救う者と救われるもの 第十一話

だがそんなジューダスの淡い期待も虚しく、フレスベルグに捕まってジューダスの前に現れた人物は厄介な人物であった。



「・・・はぁっ!」
その人物の姿が見えると同時にジューダスは勢いよく剣を振る。するとその人物は咄嗟に一撃を喰らわないようにと足で剣を受け止めた。だがそのいきなりの一撃にフレスベルグは反応出来ず、その人物の手を離してしまい、何がなんだかわからないといった感じで混乱しきったようにふらふらになりながら今飛んで来た道を逆に戻っていった。
そしてこの場に残されたのはジューダスと・・・



「・・・いきなりなんなのさ」
ジューダスの攻撃に不機嫌になっているシンクだ。
「それは僕の台詞だ・・・お前はここに何をしにきた?」
何をしにきたというのは建前、実際はジューダスはシンクを少しでも会話をつなげて時間稼ぎして止めようという腹積もりだ。
「僕はその先に行ったアリエッタを連れ戻しにきただけだ・・・そこをどいてもらおうか」
この先にいるのはわかっていると、シンクは言外に告げる。
「断る。
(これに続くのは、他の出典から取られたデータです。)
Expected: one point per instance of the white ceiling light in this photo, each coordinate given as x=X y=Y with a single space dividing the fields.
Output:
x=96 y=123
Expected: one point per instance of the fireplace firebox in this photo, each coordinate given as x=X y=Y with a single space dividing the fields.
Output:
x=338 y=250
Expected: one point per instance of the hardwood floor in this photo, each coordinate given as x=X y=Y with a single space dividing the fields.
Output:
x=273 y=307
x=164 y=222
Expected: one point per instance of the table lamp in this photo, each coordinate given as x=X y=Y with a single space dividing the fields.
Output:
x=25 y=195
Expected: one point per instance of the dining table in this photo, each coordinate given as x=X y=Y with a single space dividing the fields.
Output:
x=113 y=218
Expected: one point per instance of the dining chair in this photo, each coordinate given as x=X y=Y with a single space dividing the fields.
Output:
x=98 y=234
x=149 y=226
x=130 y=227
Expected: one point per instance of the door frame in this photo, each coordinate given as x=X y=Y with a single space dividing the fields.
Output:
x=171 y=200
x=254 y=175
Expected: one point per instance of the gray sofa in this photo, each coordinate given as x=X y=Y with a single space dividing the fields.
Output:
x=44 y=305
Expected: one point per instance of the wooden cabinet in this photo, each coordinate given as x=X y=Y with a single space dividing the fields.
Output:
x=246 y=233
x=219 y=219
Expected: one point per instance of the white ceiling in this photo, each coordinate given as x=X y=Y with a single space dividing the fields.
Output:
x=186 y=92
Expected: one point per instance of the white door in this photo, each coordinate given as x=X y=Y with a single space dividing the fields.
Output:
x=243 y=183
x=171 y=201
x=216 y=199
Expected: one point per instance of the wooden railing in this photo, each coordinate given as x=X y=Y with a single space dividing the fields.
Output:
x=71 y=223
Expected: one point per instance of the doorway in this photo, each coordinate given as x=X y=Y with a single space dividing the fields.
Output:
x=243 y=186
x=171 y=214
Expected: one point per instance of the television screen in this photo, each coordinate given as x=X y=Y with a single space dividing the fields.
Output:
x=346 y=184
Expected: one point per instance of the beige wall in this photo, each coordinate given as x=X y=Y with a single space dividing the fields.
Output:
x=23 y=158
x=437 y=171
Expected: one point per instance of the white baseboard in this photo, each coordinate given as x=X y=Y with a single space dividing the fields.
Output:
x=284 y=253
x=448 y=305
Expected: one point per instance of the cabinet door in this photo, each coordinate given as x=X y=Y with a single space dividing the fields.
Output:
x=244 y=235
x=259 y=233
僕はお前を通す気はない」
「・・・ふぅん。最近アリエッタの様子がおかしかったとは思っていたけど、あんたとつながってたからだね。アリエッタをつけてきた甲斐があったよ」
その言葉にシンクはアリエッタから何か聞いてこちらに向かってきたわけではないと、若干安心する。
「それにまだ疑問がある・・・なんでこの街に人はいないんだい?」
シンクの冷たい声と強い視線に、舌打ちをしたくなるのをこらえてジューダスは敢えて強気な姿勢でシンクを挑発する。
「それを聞きたければ僕を倒す事だな。どっちみちここを通らなければアリエッタの元へは行けん。だが僕はここを通す気はない」
「・・・やけに自信たっぷりだね。いいよ、相手をしてあげる」
両手を胸の前でガッシリと合わせ、シンクは高々と名乗りをあげる。
「六神将烈風のシンク、行くよ」
シンクの名乗りと同時に互いが互い、計ったかのように前に走り出る。そしてジューダスとシンクが激突した瞬間、戦いの火ぶたは切って落とされた。










「着いた・・・!」
ジューダスとシンクの一騎打ちが始まったちょうどその頃、ルークはセフィロトの前へとたどり着いていた。